I can share one Monte Irvin Story. Almost apologetically, I asked Monte about that 1951 steal of home in the first inning of Game One in the Giants’ 5-1 World Series victory over the Yankees. I realize that I probably was about the 5,000th fan to ask, but I couldn’t help myself.
Monte was on third with a triple. Allie Reynolds and Yogi Berra were the battery for the Yankees. And Bobby Thomson, a right-handed batter, as you well better know by now, was at the plate. All of a sudden, Monte breaks for the plate. He is stealing home, and he does so successfully, sliding under Berra’s tag for the Giants’ second run in the first stanza on one of the too few days the ’51 Series went the Giants’ way,
“When did you know for sure you were going to try that steal of home?” I asked.
“I pretty much knew it going in,” Monte says. “I had stolen home five or six times during the season and I also was quite familiar with that slow deliberate delivery style of Allie Reynolds. Reynolds threw hard to make up for the slow delivery, but he usually threw high, which was what he was doing in that moment with our batter, Bobby Thomson. I knew I had a good chance of making it. I also had talked with Leo Durocher prior to the game and he had given me the green light to try, if I saw the opportunity. By the time Reynolds saw what I was doing, he was already in motion to launch another high, hard one. That didn’t change. The pitch came in high and hard. I came in low and hard. By the time Yogi can get his glove down to tag me, I’m safe. Had Allie thrown it low and hard, he probably would had me. It didn’t work out that way.”

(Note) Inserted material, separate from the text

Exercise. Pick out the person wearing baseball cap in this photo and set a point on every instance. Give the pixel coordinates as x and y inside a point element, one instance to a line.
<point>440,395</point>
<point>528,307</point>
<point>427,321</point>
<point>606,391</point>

Before we arrived back at Monte’s place at the end of the day, he had started reminiscing about the many Giant teammates that are now gone. That pretty much is going to happen when you live as long as Monte has. He turns 92 on February 25th.
I finally blurted out, “Listen, Monte, you may have gotten this far by being lucky, but you are here for a reason. And part of that reason, as I see it, is to help baseball people remember what’s really important about the game and life itself. We need you to hang around forever as our role model, our teacher, and our national treasure.”
Monte smiled. “I’ll give it my best shot,” he promised.
SABR Day in Houston was a great day in general. A lucky day for some of us. And a blessed day for us all.